Since then, a number of schemes have been proposed to make use of reopened tunnels. In the 1960s there were newspaper articles proposing ideas, and interest was renewed in the 1990s by two groups: a businessman seeking to open them as a tourism venture, and a group of architecture students with their lecturer who considered the tunnels might offer a solution to Auckland's traffic problems.
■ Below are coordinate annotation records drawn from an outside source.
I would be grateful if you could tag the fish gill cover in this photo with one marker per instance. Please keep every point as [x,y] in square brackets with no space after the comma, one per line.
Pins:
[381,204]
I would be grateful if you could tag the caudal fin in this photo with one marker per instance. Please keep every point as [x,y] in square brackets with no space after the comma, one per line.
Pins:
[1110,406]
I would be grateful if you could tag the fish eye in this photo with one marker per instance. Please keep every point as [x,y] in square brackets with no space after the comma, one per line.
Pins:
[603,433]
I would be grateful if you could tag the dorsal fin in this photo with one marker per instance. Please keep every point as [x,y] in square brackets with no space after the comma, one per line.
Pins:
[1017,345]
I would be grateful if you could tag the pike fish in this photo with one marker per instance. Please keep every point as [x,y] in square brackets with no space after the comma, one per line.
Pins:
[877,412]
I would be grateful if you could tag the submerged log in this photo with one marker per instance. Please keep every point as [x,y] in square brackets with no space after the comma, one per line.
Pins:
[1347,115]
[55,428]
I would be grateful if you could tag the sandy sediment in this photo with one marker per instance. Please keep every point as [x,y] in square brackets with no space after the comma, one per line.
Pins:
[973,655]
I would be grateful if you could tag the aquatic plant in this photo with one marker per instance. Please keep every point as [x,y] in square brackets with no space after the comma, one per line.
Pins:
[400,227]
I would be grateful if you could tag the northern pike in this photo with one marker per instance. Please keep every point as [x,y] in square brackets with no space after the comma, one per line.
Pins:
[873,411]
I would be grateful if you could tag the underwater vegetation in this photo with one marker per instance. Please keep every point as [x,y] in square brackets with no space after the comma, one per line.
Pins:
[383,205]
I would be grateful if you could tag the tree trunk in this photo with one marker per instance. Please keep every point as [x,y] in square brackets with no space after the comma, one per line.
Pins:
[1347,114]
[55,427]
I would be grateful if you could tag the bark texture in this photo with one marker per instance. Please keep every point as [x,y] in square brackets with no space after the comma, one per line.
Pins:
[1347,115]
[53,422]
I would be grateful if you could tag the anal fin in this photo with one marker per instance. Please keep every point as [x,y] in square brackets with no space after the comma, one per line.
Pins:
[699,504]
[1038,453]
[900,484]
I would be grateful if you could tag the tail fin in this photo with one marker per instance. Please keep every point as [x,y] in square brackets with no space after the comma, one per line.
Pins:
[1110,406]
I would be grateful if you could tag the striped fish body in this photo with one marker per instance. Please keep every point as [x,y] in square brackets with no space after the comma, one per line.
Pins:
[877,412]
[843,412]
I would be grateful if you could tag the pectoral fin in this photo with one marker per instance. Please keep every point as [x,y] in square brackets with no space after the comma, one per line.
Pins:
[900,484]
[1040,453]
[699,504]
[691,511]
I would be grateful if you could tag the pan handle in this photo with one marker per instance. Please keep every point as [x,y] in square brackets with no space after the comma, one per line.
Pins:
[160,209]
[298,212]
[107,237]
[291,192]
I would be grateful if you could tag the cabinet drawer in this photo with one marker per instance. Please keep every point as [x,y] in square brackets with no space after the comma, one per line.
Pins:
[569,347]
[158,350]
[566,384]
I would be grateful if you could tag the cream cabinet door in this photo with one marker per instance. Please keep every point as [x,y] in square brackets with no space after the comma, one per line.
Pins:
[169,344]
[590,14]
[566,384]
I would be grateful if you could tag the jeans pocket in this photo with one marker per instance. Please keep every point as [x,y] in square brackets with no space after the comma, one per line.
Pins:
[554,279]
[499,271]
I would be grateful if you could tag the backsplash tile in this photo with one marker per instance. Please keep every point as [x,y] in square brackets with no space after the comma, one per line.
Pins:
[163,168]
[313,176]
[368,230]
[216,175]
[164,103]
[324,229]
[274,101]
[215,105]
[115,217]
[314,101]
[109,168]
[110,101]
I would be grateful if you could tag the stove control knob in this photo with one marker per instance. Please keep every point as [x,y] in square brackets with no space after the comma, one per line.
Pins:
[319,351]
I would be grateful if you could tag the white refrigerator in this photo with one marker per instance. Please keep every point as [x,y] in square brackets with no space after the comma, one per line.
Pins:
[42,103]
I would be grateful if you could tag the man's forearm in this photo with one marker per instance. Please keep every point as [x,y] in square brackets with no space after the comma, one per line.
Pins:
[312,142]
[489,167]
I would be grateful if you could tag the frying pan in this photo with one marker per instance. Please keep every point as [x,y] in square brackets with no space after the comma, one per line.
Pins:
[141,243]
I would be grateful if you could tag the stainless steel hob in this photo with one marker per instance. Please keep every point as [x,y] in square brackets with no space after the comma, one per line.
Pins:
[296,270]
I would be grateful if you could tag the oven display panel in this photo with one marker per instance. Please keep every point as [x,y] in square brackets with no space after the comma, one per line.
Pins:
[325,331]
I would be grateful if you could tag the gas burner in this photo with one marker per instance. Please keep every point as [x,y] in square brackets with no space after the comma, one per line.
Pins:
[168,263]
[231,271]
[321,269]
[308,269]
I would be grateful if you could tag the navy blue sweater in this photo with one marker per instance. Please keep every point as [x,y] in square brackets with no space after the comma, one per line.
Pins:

In 1996, the city council signed a contract with tourism promotor William Reid, giving him permission to unseal the tunnels and perform an inspection, with a view to developing a tourist attraction. Related legislation was passed in 2001.

In 2005, subsidence occurred within the park, due to the collapse of in-fill soil within the old ventilation shafts.
Blocked entrances can be seen at the top of Victoria Street – hidden by a decorative wall – and the steel door present at the foot of Constitution Hill. Three other blocked entrances are located behind the Park's Gateway sculpture.

As of June 2012, two Auckland residents Bill Reid and Mark Howarth, were working on plans to have the first 25m of tunnel five excavated in order to create a museum depicting its history. However, Auckland Council advised that no investigations had been carried out with regards to work required to reopen the tunnels.

In January 2017, Reid was engaged in meetings with Auckland Tourism, Events and Economic Development (ATEED) and campaigning for the tunnels to be reopened as a tourist attraction and as a direct link for walkers and cyclists between Victoria Street and Parnell.